Friends of George Sherman were shocked and saddened to learn of his death in a car accident on Nov. 16, 1992, in Erving, Mass. George was on his way to teach a course in cultural anthropology at Keene State College when a car driven by an 18-year-old boy tried to cross his path, resulting in a head-on collision. The crash cut short the energetic and creative life of a man remembered by many of his classmates as one of the more dynamic and uncompromising forces in a turbulent time.

George was born on Feb. 22, 1947, in New York, N.Y. He attended public school and the Horace Mann School. In 1969 he was awarded his B.A. in English from Amherst. He studied anthropology at Cornell University where he earned his M.A. in 1974. After completing three years of field research in North Sumatra, Indonesia, where he studied the social organization of Batak rice-farming people, he was awarded his Ph.D. in anthropology by Cornell in 1982.

He later expanded his work on the Batak and in 1990 completed his first book, Rice, Rupees, and Ritual: Economy and Society among the Samosir Batak of Sumatra, published by Stanford University Press. During the following years, George continued his research into the societies of farming cultures and contributed numerous articles on the subject to many journals including The American Anthropologist, Studies in Third World Societies and Indonesia.
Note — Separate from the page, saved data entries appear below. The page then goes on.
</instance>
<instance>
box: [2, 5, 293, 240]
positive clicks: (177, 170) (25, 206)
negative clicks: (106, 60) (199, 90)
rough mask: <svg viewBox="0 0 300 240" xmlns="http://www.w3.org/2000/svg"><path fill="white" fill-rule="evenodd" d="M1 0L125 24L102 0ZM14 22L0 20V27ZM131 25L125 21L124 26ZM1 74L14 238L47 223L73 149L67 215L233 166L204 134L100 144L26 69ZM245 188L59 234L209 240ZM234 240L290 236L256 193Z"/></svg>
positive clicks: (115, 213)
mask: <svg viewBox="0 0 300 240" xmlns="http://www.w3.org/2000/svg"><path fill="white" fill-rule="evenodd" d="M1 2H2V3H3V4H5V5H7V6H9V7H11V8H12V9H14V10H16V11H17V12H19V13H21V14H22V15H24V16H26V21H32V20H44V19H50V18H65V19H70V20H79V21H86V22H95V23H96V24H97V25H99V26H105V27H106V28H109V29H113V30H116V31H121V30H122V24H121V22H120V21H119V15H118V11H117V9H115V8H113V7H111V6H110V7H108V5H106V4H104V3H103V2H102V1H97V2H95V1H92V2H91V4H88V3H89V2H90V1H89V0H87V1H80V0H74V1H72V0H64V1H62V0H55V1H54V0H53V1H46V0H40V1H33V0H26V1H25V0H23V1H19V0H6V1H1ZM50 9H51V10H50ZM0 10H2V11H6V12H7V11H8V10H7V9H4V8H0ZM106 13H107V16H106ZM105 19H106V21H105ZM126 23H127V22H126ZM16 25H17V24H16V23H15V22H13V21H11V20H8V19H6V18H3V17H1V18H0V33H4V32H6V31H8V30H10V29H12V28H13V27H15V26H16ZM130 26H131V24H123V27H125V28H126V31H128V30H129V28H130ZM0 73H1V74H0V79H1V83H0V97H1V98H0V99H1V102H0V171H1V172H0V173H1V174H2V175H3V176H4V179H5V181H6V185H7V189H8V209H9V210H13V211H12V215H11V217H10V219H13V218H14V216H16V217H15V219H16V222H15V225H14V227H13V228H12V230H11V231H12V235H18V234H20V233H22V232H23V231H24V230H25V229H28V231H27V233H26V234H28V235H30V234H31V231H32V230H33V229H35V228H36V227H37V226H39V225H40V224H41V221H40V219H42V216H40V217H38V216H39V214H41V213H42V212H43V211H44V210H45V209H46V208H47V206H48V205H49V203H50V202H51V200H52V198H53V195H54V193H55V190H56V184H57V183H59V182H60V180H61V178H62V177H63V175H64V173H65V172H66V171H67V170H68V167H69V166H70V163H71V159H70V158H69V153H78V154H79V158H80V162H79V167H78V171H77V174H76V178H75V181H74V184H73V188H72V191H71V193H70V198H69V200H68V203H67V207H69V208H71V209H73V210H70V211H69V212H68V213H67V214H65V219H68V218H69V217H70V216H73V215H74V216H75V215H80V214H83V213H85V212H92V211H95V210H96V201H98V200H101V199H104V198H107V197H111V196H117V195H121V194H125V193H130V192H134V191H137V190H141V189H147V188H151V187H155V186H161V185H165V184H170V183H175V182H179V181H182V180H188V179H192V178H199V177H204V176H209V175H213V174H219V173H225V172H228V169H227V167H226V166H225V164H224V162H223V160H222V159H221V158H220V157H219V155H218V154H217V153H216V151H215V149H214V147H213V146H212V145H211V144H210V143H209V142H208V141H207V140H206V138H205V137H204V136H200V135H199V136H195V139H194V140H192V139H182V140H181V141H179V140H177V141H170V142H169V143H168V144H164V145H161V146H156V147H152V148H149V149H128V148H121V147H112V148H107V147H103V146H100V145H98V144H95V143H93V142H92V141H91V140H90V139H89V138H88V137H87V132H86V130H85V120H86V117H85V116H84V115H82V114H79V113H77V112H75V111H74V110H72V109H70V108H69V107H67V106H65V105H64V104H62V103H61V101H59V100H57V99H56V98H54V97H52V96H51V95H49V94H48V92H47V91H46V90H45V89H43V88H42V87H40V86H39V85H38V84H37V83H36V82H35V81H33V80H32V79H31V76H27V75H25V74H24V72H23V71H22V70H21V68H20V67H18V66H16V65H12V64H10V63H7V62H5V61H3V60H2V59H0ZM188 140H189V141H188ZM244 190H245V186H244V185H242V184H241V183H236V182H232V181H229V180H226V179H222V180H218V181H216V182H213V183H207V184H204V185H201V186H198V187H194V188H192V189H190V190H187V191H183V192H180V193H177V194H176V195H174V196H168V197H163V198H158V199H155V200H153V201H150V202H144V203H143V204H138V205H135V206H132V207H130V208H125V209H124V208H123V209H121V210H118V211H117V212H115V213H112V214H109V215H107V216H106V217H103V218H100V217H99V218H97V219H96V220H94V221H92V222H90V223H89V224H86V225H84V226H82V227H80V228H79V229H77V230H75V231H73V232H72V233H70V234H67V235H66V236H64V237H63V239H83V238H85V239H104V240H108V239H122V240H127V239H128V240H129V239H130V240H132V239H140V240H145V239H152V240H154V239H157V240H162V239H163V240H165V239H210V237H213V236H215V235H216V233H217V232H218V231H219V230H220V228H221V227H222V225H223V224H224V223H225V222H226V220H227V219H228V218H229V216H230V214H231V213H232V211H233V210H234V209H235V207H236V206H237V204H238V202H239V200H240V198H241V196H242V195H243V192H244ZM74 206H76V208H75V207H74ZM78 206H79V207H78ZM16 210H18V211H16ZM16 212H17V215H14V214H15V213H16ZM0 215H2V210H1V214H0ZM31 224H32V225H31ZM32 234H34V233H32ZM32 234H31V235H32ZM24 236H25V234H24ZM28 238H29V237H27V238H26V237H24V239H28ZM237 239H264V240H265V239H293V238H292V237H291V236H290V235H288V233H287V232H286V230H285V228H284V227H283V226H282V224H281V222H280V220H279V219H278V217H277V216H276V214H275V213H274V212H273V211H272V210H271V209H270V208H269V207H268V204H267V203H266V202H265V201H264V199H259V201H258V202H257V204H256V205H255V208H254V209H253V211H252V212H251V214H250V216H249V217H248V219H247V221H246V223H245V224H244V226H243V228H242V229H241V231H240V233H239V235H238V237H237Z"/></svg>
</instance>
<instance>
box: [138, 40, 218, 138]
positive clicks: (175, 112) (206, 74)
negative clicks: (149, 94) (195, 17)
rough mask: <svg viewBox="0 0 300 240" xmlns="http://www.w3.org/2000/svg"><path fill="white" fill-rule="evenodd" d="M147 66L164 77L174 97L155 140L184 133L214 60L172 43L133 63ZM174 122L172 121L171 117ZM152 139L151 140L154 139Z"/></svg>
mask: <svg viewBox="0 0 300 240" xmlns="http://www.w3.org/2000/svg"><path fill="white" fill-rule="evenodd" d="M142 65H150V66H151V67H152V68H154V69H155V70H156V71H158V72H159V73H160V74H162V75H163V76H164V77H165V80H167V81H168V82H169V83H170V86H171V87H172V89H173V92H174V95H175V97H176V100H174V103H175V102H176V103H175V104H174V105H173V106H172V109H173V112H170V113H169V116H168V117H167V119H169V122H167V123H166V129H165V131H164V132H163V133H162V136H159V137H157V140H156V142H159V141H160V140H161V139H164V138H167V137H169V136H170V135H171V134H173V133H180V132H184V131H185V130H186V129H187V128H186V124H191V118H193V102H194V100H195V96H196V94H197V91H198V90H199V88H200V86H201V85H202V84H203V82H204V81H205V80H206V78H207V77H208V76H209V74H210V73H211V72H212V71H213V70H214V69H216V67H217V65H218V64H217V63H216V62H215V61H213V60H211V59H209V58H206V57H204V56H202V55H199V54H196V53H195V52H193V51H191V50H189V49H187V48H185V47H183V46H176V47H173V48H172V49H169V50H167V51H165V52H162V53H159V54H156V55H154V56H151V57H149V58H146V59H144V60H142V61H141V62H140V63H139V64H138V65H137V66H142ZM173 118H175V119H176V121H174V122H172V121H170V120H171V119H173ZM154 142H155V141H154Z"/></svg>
George also maintained a longtime interest in the study of the phenomenon of Nazism and delivered several papers on that subject at meetings of the American Anthropological Association. Between 1973 and 1977, he won two Fulbright-Hayes fellowships, and in 1982, he won the Lauriston Sharp Prize of the Cornell Southeast Asia program.

He was also an avid organic farmer, tireless father and supporter of the community. In 1969 he helped found a small communal farm in Wendell, which remained his home until his untimely death. He traveled the United States pursuing his academic goals and teaching but always returned to Wendell where he farmed and raised his daughter. Since 1984 he held teaching positions at Southern Illinois University at Carbondale, Dartmouth College and the University of California, Irvine. At the time of his death, he was teaching at Keene State College in New Hampshire and completing a book on Nazism.

George was a co-founder of the Crashing Tower Pickle Company, which produced organic dill pickles to celebrate an early act of ecotage to stop the nuclear power plant planned for Montague. He was active in the publication of the Wendell Post and worked for peace and justice as an individual and with the Traprock Peace Center.

Even the solid granite foundations of Amherst College shook during the tumult of the 1960s, and the class of 1969, with George’s help, added a good deal of energy to that process. This period was the beginning of the end of the old fraternity system, and many of us remember well the first non-fraternity, Phi Psi, leading the way, and George, from his tree-top level, third floor suite, directing the progress. It was in this large airy studio hung with silks that George organized his intellectual life, held forth on Bach and Bob Dylan to the many who were interested enough to wander by, day or night, and bent over the books and journals that were so much of this world.

Politics and the fight for rights for the oppressed were always primary in George’s mind, and when he thought he had done as much as he could do to shake up Amherst, he transferred to Columbia for a year to help the famous “strike” there.

George was the son of the late Isaac Sherman and the late Tamara Manela (Sherman). He leaves his daughter, Ruth Sherman; a sister, Reena Moss; and a brother, Alexander Sherman, along with many cousins, nieces and nephews.